Previously, we saw that with small sample sizes, correlation estimation is very uncertain, which implies that small n correlations cannot be trusted: the observed value in any experiment could be very far from the population value, and the sign could be wrong too. In addition to the uncertainty associated with small sample sizes, the selective report of results based on p values < 0.05 (or some other threshold), can lead to massively inflated correlation estimates in the literature (Yarkoni, 2009 ☜ if you haven’t done so, you really should read this excellent paper).

Let’s illustrate the problem (code is on GitHub). First, we consider a population rho = 0. Here is the sampling distribution as a function of sample size, as we saw in an earlier post.

Figure 1: Sampling distribution for rho=0.

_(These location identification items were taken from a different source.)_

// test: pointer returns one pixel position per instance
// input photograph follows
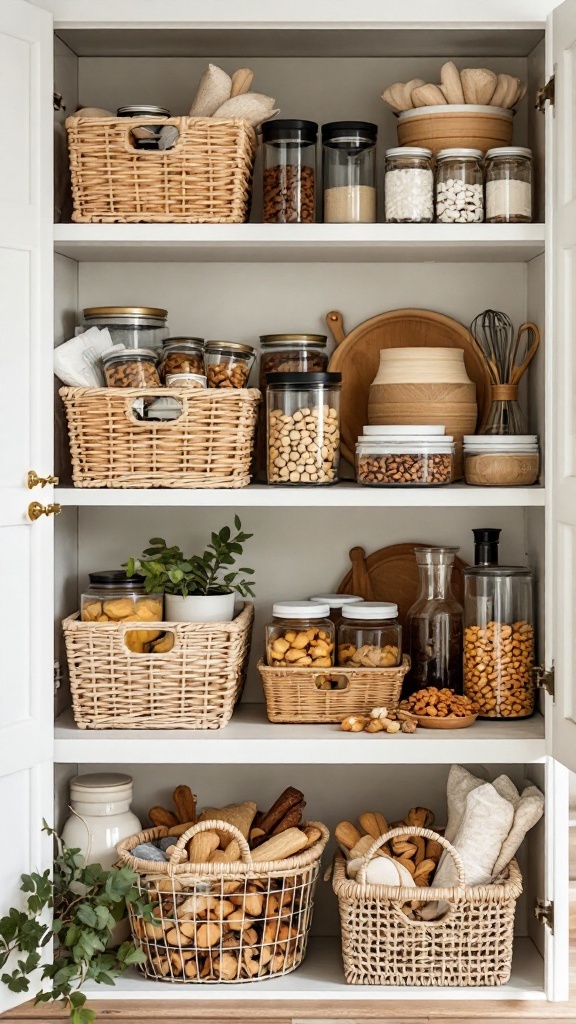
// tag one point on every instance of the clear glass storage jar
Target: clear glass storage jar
(182, 355)
(499, 640)
(133, 327)
(130, 368)
(459, 186)
(508, 185)
(408, 185)
(289, 171)
(370, 636)
(228, 364)
(348, 161)
(300, 636)
(303, 428)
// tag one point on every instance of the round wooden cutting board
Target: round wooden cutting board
(358, 358)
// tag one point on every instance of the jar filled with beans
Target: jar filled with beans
(499, 640)
(228, 364)
(130, 368)
(303, 428)
(300, 636)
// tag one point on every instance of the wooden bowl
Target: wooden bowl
(455, 126)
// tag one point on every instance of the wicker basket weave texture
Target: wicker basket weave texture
(204, 179)
(470, 946)
(260, 944)
(209, 445)
(292, 695)
(194, 686)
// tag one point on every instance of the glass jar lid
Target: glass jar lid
(300, 609)
(370, 610)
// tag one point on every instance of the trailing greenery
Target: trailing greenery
(167, 570)
(76, 909)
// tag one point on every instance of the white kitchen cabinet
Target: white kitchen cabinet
(240, 282)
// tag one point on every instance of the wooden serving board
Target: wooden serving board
(392, 574)
(358, 357)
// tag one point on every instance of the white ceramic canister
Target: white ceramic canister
(100, 816)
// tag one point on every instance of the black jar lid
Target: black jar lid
(303, 380)
(290, 130)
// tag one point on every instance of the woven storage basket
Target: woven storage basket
(209, 445)
(292, 694)
(204, 179)
(471, 945)
(270, 934)
(194, 686)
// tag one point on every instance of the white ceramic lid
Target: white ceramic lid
(371, 610)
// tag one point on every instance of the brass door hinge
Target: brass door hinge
(544, 912)
(544, 678)
(545, 93)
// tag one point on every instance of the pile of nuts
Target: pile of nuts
(312, 647)
(404, 469)
(303, 448)
(498, 663)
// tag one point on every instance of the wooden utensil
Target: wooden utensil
(358, 358)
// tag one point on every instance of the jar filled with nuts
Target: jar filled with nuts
(228, 364)
(499, 640)
(300, 636)
(303, 429)
(370, 636)
(130, 368)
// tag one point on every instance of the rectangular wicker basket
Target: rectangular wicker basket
(209, 445)
(469, 945)
(204, 179)
(194, 686)
(294, 694)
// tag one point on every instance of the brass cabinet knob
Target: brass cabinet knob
(34, 479)
(35, 510)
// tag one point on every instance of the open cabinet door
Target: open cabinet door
(26, 418)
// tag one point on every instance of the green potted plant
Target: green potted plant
(198, 588)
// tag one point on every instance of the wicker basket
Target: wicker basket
(194, 686)
(293, 694)
(209, 445)
(269, 936)
(470, 945)
(204, 179)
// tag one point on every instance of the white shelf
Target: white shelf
(300, 243)
(321, 977)
(250, 733)
(341, 496)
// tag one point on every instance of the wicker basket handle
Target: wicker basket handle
(411, 830)
(200, 826)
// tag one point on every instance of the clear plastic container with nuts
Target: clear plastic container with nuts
(300, 636)
(499, 640)
(370, 636)
(228, 364)
(303, 428)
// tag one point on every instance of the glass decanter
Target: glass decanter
(435, 626)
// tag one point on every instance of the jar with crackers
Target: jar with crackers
(499, 640)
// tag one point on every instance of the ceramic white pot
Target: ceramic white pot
(199, 607)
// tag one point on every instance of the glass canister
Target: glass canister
(348, 159)
(133, 327)
(459, 186)
(300, 636)
(182, 355)
(228, 364)
(289, 171)
(303, 428)
(508, 185)
(408, 185)
(130, 368)
(370, 636)
(435, 626)
(499, 640)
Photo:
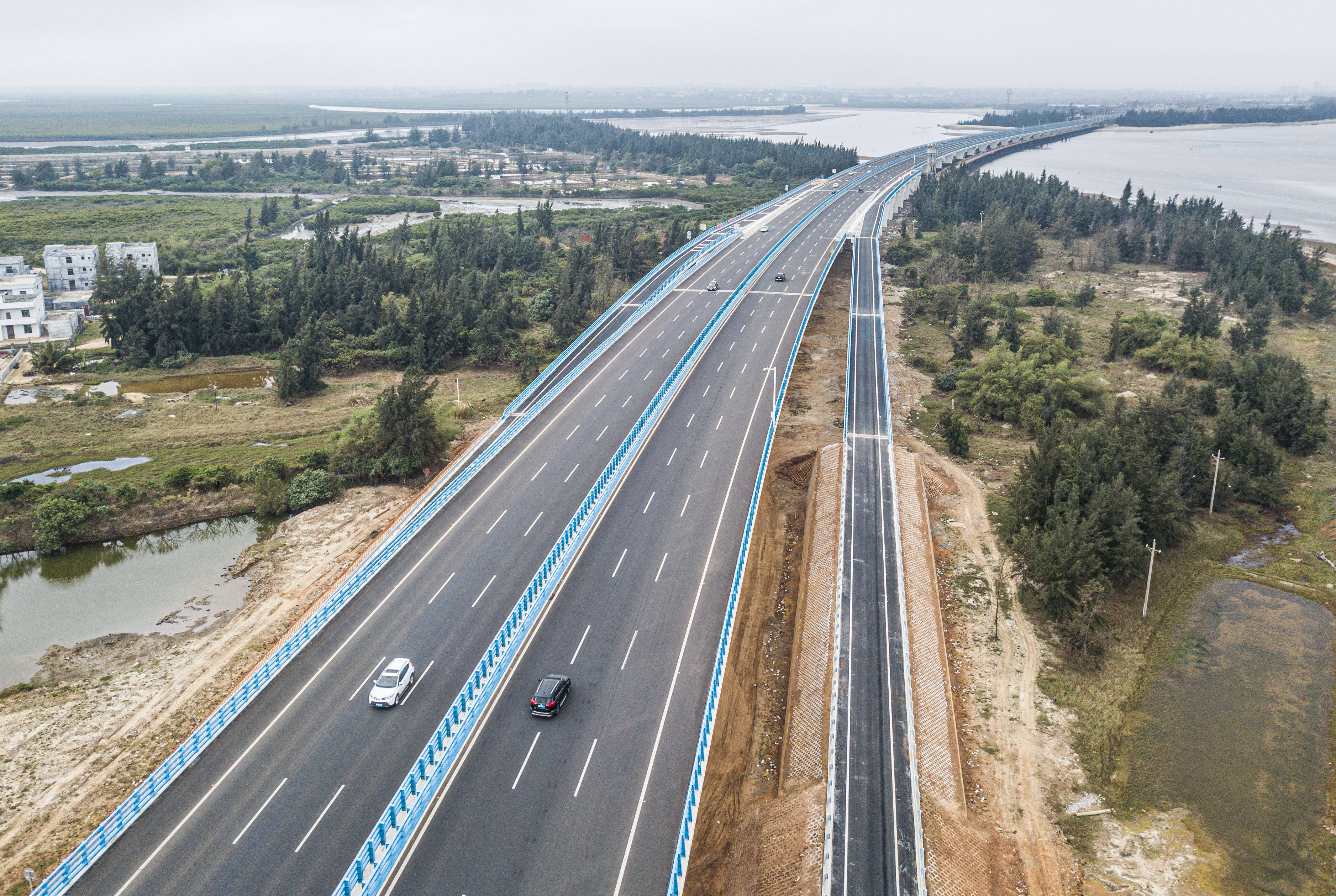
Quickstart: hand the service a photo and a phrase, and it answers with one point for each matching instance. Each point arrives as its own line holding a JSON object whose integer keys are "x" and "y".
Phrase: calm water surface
{"x": 1238, "y": 731}
{"x": 169, "y": 583}
{"x": 1286, "y": 172}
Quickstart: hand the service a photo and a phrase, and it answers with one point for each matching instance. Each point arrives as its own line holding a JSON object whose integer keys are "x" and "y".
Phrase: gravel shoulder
{"x": 110, "y": 710}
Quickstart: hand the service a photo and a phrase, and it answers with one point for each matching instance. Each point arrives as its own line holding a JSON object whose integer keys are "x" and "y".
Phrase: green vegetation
{"x": 1028, "y": 118}
{"x": 1107, "y": 477}
{"x": 1318, "y": 110}
{"x": 674, "y": 153}
{"x": 193, "y": 234}
{"x": 1244, "y": 265}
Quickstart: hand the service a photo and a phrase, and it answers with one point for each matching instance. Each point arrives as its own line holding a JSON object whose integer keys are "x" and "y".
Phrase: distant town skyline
{"x": 1230, "y": 44}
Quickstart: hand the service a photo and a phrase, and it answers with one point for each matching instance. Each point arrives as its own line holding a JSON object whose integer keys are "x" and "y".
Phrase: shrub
{"x": 1017, "y": 389}
{"x": 213, "y": 477}
{"x": 57, "y": 518}
{"x": 268, "y": 465}
{"x": 1128, "y": 336}
{"x": 315, "y": 460}
{"x": 312, "y": 488}
{"x": 1187, "y": 356}
{"x": 957, "y": 437}
{"x": 542, "y": 306}
{"x": 15, "y": 491}
{"x": 946, "y": 381}
{"x": 1278, "y": 388}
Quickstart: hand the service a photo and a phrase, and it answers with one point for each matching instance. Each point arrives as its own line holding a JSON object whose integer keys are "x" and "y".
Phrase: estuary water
{"x": 1284, "y": 172}
{"x": 1236, "y": 729}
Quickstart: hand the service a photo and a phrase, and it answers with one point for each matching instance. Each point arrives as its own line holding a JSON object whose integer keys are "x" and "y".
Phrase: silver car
{"x": 392, "y": 684}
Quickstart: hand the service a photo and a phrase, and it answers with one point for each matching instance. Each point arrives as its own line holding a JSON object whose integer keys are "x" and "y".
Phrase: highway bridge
{"x": 598, "y": 531}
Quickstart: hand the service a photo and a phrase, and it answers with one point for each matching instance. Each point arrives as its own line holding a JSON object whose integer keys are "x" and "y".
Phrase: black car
{"x": 551, "y": 695}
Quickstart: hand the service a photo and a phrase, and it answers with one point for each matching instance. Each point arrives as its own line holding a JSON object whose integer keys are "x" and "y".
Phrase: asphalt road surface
{"x": 591, "y": 800}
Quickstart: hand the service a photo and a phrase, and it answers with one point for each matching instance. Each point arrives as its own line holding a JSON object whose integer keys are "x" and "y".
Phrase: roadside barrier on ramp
{"x": 682, "y": 855}
{"x": 381, "y": 552}
{"x": 717, "y": 233}
{"x": 379, "y": 855}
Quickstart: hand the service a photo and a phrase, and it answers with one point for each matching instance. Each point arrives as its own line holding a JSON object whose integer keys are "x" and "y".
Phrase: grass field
{"x": 185, "y": 227}
{"x": 152, "y": 117}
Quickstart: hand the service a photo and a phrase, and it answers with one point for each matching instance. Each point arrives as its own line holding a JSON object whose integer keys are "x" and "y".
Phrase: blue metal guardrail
{"x": 381, "y": 851}
{"x": 900, "y": 566}
{"x": 373, "y": 560}
{"x": 682, "y": 854}
{"x": 840, "y": 573}
{"x": 679, "y": 255}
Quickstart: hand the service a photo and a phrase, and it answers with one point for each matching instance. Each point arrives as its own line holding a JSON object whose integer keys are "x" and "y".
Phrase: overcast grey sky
{"x": 1187, "y": 44}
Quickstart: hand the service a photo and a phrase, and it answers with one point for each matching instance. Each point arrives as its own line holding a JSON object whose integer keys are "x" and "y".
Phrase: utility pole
{"x": 1146, "y": 604}
{"x": 1214, "y": 481}
{"x": 774, "y": 392}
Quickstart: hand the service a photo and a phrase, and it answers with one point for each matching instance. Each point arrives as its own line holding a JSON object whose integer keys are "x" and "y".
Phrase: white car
{"x": 393, "y": 683}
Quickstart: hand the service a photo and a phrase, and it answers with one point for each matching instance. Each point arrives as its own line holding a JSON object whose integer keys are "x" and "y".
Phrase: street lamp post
{"x": 1219, "y": 457}
{"x": 1146, "y": 604}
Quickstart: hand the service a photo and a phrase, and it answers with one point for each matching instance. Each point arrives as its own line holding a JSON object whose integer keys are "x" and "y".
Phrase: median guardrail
{"x": 384, "y": 847}
{"x": 682, "y": 855}
{"x": 380, "y": 553}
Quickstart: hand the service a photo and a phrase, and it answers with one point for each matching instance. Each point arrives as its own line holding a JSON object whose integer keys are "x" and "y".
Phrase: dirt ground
{"x": 742, "y": 780}
{"x": 109, "y": 711}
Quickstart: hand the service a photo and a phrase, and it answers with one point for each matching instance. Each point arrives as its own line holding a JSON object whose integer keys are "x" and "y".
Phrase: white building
{"x": 22, "y": 307}
{"x": 143, "y": 254}
{"x": 71, "y": 268}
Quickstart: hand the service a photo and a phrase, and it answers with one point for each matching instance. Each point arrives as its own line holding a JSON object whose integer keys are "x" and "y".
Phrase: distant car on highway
{"x": 551, "y": 696}
{"x": 393, "y": 683}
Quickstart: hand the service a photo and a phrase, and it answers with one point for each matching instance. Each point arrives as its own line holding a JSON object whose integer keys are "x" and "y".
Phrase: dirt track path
{"x": 1048, "y": 863}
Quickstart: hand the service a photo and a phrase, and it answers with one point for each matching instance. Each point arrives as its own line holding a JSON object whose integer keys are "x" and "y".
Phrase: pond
{"x": 170, "y": 583}
{"x": 258, "y": 378}
{"x": 63, "y": 473}
{"x": 1236, "y": 729}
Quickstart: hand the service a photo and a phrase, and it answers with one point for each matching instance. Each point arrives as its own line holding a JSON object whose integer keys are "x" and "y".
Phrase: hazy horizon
{"x": 1130, "y": 46}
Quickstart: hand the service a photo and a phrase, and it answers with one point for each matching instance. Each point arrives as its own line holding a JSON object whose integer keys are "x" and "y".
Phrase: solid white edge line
{"x": 439, "y": 591}
{"x": 417, "y": 680}
{"x": 580, "y": 783}
{"x": 580, "y": 645}
{"x": 483, "y": 592}
{"x": 526, "y": 763}
{"x": 320, "y": 818}
{"x": 372, "y": 674}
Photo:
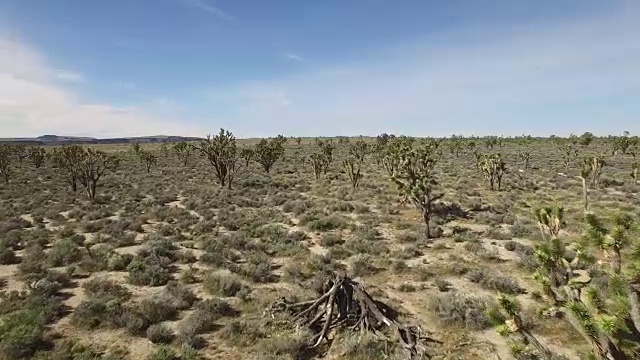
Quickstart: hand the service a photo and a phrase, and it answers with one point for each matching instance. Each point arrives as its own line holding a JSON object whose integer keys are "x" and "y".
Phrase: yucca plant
{"x": 416, "y": 179}
{"x": 352, "y": 167}
{"x": 493, "y": 169}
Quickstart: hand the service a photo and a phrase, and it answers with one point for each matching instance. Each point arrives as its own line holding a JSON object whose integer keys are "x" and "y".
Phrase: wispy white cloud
{"x": 33, "y": 102}
{"x": 69, "y": 76}
{"x": 581, "y": 74}
{"x": 203, "y": 5}
{"x": 292, "y": 56}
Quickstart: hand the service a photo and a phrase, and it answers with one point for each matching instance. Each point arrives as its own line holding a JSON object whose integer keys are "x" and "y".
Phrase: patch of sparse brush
{"x": 202, "y": 320}
{"x": 331, "y": 239}
{"x": 242, "y": 333}
{"x": 223, "y": 283}
{"x": 365, "y": 346}
{"x": 361, "y": 265}
{"x": 493, "y": 281}
{"x": 159, "y": 334}
{"x": 458, "y": 308}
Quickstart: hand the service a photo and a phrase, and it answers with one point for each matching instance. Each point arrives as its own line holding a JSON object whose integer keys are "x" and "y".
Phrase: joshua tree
{"x": 326, "y": 149}
{"x": 318, "y": 162}
{"x": 136, "y": 148}
{"x": 606, "y": 324}
{"x": 586, "y": 139}
{"x": 416, "y": 180}
{"x": 68, "y": 159}
{"x": 593, "y": 166}
{"x": 622, "y": 144}
{"x": 493, "y": 168}
{"x": 359, "y": 150}
{"x": 247, "y": 154}
{"x": 149, "y": 160}
{"x": 5, "y": 162}
{"x": 183, "y": 151}
{"x": 550, "y": 220}
{"x": 20, "y": 152}
{"x": 353, "y": 168}
{"x": 267, "y": 152}
{"x": 164, "y": 148}
{"x": 37, "y": 156}
{"x": 585, "y": 174}
{"x": 524, "y": 156}
{"x": 222, "y": 152}
{"x": 569, "y": 153}
{"x": 93, "y": 165}
{"x": 491, "y": 141}
{"x": 509, "y": 323}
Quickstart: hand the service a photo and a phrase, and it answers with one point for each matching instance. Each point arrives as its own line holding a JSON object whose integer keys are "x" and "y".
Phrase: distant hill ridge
{"x": 57, "y": 140}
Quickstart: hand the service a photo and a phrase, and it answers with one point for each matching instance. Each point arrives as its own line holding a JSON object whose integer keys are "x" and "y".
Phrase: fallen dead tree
{"x": 346, "y": 305}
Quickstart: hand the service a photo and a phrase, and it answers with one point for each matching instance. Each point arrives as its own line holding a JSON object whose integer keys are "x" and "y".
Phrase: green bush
{"x": 242, "y": 333}
{"x": 22, "y": 333}
{"x": 163, "y": 352}
{"x": 159, "y": 334}
{"x": 222, "y": 283}
{"x": 104, "y": 289}
{"x": 150, "y": 271}
{"x": 457, "y": 308}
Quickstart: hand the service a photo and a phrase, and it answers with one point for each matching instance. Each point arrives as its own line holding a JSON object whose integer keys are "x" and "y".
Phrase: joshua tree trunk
{"x": 585, "y": 194}
{"x": 634, "y": 307}
{"x": 426, "y": 217}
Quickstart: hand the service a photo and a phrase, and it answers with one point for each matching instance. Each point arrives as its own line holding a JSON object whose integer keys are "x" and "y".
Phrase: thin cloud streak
{"x": 202, "y": 5}
{"x": 292, "y": 56}
{"x": 69, "y": 76}
{"x": 35, "y": 103}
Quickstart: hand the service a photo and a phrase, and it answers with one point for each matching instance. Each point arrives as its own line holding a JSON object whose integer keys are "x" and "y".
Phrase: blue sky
{"x": 310, "y": 68}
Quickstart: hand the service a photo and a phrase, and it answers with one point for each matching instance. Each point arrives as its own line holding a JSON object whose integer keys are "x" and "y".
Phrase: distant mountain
{"x": 58, "y": 140}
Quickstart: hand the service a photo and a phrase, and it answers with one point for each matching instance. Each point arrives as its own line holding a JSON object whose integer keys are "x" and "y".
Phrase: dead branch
{"x": 346, "y": 304}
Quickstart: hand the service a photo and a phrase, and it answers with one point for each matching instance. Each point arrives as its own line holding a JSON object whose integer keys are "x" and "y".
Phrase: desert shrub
{"x": 296, "y": 236}
{"x": 222, "y": 283}
{"x": 290, "y": 344}
{"x": 461, "y": 309}
{"x": 365, "y": 240}
{"x": 22, "y": 334}
{"x": 94, "y": 313}
{"x": 510, "y": 245}
{"x": 406, "y": 287}
{"x": 151, "y": 271}
{"x": 118, "y": 262}
{"x": 365, "y": 346}
{"x": 8, "y": 256}
{"x": 442, "y": 285}
{"x": 524, "y": 230}
{"x": 64, "y": 252}
{"x": 203, "y": 320}
{"x": 497, "y": 234}
{"x": 319, "y": 264}
{"x": 361, "y": 265}
{"x": 328, "y": 223}
{"x": 163, "y": 352}
{"x": 492, "y": 281}
{"x": 408, "y": 237}
{"x": 242, "y": 333}
{"x": 159, "y": 334}
{"x": 178, "y": 295}
{"x": 105, "y": 289}
{"x": 139, "y": 317}
{"x": 296, "y": 207}
{"x": 71, "y": 349}
{"x": 331, "y": 239}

Now, here is the sampling distribution conditional on p < 0.05. The estimates are massively inflated and the problem gets worse with smaller sample sizes, because the smaller the sample size, the larger the correlations must be by chance for them to be significant.

Figure 2: Sampling distribution for rho=0, given p<0.05

So no, don’t get too excited when you see a statistically significant correlation in a paper…

Let’s do the same exercise when the population correlation is relatively large. With rho = 0.4, the sampling distribution looks like this:

Figure 3: Sampling distribution for rho=0.4.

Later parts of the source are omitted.